Keşke özellikle emniyetteki o görev değişiklikleri böylesine yaşanmasa. Ama giden de bizim polisimiz gelen de bizim polisimiz, bürokratımız, memurumuzdur. Bu atamaları 'kıyım' olarak değerlendirmek asla doğru değildir. 17 Aralık operasyonunun düğmesine basan savcıya dosyadan el çektiren iktidar değil kendi Başsavcısı olmuş ve şu ifadeyi kullanmıştı: Soruşturma (yanılmıyorsam beş savcı tarafından) devam edecek ne eksik ne fazla. Adı başka işlerle anılan başsavcı vekilini başka yere atayan da HSYK idi.
Sağlık Bakanımızın tabip kimliğiyle 17 Aralık operasyonuna ilişkin güzel ve isabetli yorumu: Ağzımızdaki çürük dişe tedavi uygulayabilir gerekirse bu dişi çekebilirsiniz, ama bu dişi bahane ederek beynimize balyoz vurup bizi öldürmeye hakkınız yok... Yolsuzlukların üzerine gidilmesi konusunda herkes hemfikir, bu gün tartışılan bunun yöntemi ve dolaylı yoldan başka yönlere çekilip zarar boyutunun büyütülmemesi gereğidir.

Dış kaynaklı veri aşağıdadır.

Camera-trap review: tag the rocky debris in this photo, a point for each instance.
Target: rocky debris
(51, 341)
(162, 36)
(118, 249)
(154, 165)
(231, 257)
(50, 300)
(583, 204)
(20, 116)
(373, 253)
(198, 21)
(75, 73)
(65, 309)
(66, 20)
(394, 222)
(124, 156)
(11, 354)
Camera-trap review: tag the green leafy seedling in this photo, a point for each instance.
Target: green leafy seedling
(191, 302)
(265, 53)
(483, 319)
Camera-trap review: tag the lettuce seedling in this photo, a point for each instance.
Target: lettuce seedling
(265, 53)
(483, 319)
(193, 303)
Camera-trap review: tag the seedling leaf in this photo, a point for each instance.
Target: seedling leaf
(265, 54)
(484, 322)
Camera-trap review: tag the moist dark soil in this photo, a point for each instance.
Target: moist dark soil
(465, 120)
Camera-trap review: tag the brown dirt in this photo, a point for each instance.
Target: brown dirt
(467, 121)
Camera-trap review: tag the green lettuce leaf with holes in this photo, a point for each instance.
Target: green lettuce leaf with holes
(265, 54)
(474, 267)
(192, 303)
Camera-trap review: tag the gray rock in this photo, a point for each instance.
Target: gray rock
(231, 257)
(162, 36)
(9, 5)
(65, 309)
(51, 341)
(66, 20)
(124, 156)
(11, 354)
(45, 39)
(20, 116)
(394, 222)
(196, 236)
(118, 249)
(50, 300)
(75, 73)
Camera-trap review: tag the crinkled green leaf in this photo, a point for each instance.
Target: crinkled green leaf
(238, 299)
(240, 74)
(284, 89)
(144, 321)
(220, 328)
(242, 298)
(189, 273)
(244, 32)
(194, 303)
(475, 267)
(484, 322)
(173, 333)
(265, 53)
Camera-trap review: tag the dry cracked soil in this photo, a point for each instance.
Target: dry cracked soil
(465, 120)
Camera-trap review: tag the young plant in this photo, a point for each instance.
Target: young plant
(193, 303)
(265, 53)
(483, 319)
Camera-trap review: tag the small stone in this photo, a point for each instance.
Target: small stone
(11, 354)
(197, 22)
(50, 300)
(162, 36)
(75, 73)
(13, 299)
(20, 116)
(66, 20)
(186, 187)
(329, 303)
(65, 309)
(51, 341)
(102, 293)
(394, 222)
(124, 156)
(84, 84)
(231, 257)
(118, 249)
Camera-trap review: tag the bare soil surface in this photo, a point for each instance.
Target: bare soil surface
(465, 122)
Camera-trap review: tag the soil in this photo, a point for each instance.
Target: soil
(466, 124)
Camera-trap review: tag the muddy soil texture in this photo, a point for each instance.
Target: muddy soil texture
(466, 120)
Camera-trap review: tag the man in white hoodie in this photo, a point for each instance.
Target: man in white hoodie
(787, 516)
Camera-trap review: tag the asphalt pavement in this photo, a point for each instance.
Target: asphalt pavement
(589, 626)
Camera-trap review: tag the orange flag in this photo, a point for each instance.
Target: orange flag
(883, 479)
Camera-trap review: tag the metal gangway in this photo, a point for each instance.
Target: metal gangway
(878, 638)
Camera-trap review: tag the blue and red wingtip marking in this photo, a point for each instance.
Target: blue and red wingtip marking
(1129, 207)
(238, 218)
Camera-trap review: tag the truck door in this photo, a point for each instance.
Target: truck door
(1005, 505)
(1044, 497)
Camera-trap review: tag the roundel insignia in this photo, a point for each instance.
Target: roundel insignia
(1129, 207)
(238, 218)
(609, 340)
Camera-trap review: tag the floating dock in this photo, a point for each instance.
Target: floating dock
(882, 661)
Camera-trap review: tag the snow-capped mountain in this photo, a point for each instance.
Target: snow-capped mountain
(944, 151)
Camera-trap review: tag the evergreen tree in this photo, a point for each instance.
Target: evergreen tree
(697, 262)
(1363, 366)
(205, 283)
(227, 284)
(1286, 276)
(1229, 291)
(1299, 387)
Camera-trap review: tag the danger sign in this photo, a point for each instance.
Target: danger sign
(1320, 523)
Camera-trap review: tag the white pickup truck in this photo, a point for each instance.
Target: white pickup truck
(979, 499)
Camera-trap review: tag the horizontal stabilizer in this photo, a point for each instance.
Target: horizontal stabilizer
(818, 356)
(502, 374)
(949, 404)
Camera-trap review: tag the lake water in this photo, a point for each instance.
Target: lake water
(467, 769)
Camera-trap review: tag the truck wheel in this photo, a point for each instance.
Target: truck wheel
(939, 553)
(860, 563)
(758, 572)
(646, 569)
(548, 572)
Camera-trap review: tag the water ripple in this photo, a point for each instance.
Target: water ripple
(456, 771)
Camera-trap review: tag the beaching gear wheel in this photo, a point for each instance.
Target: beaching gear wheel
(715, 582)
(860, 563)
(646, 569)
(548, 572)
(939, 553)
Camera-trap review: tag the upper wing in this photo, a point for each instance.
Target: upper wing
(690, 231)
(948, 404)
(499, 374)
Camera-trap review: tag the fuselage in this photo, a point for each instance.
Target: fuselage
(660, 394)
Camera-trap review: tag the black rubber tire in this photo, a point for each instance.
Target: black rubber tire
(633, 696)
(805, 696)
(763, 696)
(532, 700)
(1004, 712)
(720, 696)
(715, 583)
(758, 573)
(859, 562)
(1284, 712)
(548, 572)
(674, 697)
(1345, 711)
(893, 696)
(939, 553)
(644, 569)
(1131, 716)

Haklarında iddialar olan bakanların en azından siyaset etiği gereği istifa etmeleri üzerinden onları suçlarını sabit görmek, ülkede her alanda topyekün yolsuzluk varmış havası vermek, hele 'çamur at izi kalsın' mantığıyla insanları lekelemeye çalışmak, insanların bilgi kaynağı olarak bilip güvendiği gazetelerin maalesef 'aşağı mahallede yalan söyleyip, yukarı mahallede kendi inanır' tarzda yayınlar yaparak bir algı oluşturma çabaları doğru değildir. Gerçi geldiğimiz aşamada artık neredeyse hiç kimse yolsuzluk ve rüşveti konuşmaz oldu ama yine de sağduyulu olmak gerek, biz bize lazımız, bizim bizden başka dostumuz yok.